There is a lot riding on V3. SpaceX cannot afford to take too many launches to get V3 solid. If 2026 is another 2025 (3 V2 failures in a row followed by 2 V3 successes), then they can forget about landing on the moon before 2030.
My hope is that Flight 12 goes nearly flawlessly (at least gets to soft splashdown) and they can start testing in-space refueling in July/August.
If they can demonstrate in-space refueling by the end of 2026, then they have a shot at a lunar-landing demo in 2027 and a crewed-landing in 2028. But a lot has to go right for that to happen. Here's hoping it does.

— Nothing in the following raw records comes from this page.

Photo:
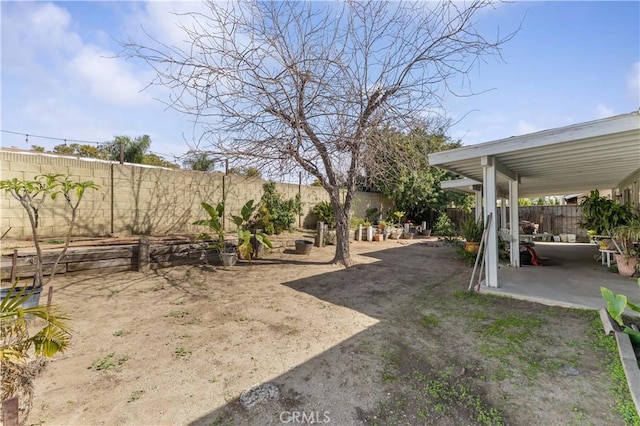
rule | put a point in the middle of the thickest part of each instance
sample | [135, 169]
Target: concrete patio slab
[571, 277]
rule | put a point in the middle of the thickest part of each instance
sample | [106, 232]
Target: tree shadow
[344, 382]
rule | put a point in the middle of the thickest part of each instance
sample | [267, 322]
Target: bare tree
[306, 84]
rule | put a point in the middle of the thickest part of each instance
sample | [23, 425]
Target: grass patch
[182, 352]
[109, 362]
[611, 362]
[177, 314]
[429, 320]
[135, 395]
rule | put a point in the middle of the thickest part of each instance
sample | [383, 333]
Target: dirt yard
[393, 340]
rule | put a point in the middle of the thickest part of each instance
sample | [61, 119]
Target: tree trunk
[342, 255]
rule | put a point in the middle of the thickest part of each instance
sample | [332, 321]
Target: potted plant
[249, 244]
[384, 229]
[227, 252]
[471, 230]
[16, 323]
[602, 214]
[626, 238]
[32, 194]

Were any of them actually failures? My understanding is they push limits and create intentional weak points to see where it fails, and something failing isn't a mission failure but rather part of the research process.
I am pretty sure that at least some SpaceX engineers are reading HackerNews.

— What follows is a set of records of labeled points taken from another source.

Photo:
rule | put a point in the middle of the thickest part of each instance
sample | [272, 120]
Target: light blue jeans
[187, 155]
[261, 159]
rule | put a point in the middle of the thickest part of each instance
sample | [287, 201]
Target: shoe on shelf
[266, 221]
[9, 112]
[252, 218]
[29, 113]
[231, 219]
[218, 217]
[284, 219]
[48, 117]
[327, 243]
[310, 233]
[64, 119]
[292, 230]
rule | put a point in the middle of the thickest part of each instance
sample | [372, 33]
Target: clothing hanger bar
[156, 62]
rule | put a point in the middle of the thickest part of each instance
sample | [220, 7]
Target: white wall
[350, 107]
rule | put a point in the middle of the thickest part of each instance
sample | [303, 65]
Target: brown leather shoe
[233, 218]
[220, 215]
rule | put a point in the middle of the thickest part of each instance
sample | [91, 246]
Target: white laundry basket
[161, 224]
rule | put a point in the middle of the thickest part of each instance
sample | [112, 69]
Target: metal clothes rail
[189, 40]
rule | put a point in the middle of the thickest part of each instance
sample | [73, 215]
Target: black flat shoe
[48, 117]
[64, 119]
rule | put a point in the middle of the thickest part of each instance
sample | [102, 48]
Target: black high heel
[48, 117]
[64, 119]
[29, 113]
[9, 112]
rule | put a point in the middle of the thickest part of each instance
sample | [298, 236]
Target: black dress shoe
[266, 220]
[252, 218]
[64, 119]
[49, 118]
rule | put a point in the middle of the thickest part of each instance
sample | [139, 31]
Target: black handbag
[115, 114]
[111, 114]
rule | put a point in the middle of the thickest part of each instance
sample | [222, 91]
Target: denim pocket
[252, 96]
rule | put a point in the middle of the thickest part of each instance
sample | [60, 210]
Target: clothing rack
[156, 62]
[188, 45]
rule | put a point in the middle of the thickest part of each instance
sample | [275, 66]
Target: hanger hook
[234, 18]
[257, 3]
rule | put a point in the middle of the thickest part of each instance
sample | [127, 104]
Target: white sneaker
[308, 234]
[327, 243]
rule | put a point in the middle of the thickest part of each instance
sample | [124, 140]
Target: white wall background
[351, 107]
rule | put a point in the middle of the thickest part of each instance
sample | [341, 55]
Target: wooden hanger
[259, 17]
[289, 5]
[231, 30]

But I don't think I ever seen any insiders comments here, even anonymously.
Small edit, 2 V2 (not V3) successes (flights 10 and 11).
question: what will happen if orbit refuelling goes wrong? Won't it destroy everything in orbit?
> then they can forget about landing on the moon before 2030.
A crewed Moon landing before 30 is really implausible. Everyone is late, but the latest NASA OIG report put the Axiom suits very late (somewhere ~2031 if everything holds, but it notes it might not hold).